A simple shell script (almost) POSIX(1) for mail security checks against domain names.
Usage: ./mailsecchk.sh [OPTIONS]...
check mail security of a given domain
arguments:
-d domain to be checked
-h display this help and exit
-l log file to output to
-p extract DKIM public key if found
-r SPF recursive tests
(1): not POSIX anymore as keyword "local" is used, but it should work on most UNIX.
- SPF DNS record presence
- SPF version
- SPF not using FAIL mode "-all"
- SPF include not resolving to a correct DNS TXT record (potential domain takeover)
- DMARC DNS record presence
- DMARC version
- DMARC policy ("p")
- DMARC subpolicy ("sp")
- DMARC sample percentage ("pct")
- DMARC aggregation and forensic reports send to third-parties ("rua" and "ruf")
- DMARC failure report options ("fo")
- DMARC SPF and DKIM alignment set to relaxed mode (see there for why)

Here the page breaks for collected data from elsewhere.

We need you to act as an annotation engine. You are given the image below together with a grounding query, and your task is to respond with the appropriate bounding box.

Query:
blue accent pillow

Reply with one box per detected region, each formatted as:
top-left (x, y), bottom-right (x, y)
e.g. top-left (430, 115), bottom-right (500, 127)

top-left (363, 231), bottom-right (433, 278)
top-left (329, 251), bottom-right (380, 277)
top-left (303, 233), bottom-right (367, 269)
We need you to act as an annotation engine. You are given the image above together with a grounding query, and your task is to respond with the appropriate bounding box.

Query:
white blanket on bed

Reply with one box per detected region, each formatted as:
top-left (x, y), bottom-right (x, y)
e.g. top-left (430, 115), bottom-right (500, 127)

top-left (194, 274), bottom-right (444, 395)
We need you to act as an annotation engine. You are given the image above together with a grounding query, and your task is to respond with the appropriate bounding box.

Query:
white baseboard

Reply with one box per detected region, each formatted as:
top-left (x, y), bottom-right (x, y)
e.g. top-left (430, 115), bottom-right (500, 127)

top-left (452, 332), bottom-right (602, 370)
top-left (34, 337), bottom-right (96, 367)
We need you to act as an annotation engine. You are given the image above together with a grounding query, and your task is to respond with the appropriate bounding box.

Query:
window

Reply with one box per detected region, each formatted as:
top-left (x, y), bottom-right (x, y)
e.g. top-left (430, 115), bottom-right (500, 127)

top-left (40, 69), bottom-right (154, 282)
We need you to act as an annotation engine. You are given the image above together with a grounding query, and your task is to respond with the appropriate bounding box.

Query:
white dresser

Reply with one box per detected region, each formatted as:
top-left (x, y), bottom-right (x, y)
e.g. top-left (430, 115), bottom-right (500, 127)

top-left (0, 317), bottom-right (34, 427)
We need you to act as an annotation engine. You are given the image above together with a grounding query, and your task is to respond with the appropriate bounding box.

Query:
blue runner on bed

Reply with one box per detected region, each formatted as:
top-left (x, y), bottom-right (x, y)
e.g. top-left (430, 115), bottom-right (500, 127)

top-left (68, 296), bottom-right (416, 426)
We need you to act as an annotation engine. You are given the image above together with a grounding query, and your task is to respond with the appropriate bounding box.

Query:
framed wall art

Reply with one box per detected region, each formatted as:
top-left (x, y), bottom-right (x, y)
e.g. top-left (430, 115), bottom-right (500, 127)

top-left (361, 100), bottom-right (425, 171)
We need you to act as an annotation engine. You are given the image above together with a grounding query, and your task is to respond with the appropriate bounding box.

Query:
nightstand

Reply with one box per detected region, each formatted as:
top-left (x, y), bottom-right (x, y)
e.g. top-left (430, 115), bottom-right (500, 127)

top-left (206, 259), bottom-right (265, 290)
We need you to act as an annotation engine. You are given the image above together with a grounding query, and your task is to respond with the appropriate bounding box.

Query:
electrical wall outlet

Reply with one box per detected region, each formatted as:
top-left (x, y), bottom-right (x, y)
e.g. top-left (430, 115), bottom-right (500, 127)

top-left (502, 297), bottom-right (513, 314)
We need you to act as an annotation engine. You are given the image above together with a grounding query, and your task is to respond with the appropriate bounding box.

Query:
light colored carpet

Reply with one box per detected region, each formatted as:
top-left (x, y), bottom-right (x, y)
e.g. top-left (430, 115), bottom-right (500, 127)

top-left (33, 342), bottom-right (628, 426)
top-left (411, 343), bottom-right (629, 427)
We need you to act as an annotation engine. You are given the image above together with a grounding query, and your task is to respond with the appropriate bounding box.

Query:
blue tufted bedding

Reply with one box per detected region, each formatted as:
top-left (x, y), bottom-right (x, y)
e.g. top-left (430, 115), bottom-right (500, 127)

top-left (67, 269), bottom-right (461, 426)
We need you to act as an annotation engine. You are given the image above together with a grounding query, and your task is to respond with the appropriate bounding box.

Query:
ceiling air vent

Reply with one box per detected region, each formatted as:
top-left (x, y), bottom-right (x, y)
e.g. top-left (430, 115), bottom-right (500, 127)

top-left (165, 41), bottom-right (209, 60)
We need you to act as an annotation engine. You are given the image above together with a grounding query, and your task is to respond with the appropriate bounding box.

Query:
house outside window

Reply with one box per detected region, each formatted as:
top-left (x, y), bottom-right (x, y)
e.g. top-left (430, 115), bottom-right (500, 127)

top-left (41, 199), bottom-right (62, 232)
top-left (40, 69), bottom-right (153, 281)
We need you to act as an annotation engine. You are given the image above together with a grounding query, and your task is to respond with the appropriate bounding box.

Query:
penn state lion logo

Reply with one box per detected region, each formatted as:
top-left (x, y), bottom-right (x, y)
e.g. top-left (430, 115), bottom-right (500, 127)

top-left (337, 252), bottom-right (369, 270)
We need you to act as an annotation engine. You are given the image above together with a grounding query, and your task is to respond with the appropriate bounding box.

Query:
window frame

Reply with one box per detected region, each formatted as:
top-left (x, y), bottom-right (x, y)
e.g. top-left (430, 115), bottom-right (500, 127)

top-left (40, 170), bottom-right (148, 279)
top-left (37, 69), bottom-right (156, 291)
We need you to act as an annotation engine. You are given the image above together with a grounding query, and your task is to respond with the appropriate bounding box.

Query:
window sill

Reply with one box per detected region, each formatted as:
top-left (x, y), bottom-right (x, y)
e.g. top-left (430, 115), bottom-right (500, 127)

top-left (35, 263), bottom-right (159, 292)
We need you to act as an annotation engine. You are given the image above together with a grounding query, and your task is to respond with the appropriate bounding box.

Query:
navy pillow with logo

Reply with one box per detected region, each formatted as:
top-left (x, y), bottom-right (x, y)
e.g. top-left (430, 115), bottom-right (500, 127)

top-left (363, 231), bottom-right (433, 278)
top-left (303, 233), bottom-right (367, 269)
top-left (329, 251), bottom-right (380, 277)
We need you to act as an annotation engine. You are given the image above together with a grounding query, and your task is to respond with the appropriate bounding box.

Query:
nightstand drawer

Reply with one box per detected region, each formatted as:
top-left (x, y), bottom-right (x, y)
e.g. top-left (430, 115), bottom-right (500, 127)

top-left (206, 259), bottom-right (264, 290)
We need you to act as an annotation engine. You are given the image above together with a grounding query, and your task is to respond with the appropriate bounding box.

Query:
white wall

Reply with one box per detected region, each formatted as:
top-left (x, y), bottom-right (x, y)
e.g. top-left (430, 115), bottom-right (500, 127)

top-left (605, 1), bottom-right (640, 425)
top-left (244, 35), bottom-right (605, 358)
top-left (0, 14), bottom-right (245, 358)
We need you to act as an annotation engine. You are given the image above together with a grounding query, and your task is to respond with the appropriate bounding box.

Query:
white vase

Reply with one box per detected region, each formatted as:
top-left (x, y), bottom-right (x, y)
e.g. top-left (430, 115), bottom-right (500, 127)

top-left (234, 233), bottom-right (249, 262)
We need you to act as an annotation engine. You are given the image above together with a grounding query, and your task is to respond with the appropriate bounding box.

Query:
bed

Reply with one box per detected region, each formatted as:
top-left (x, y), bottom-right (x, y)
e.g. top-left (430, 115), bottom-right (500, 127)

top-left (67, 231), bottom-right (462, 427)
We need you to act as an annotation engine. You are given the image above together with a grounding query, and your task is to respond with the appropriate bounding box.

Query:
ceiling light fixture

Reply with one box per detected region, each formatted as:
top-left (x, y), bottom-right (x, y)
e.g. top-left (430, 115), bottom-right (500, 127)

- DKIM dictionnary guess for selectors (list is in dkim_selectors.txt)
- DKIM public key size (if public key extraction is enabled)
- MTA-STS DNS record presence
- MTA-STS DNS record version
- MTA-STS HTTPS policy presence
- TLS-RPT DNS record presence
- TLS-RPT version
- TLS-RPT reports send to third-parties ("rua")
- DANE TLSA records presence for each MX entry
- BIMI dictionnary guess for selectors (list is in bimi_selectors.txt)
- BIMI version
Checks for specific mail providers:
- SPF set to include mail provider SPF
- DKIM presence (selectors are often predictable)
Currently included providers:
- Microsoft 365
- Google workspace
- Amazon SES
Other features
- DKIM public key extraction if selector is found
- Recursive checks on SPF includes
Note: if recursion on SPF includes is not enabled, you may end up with false positives on wether a mail provider SPF is included for a domain or not.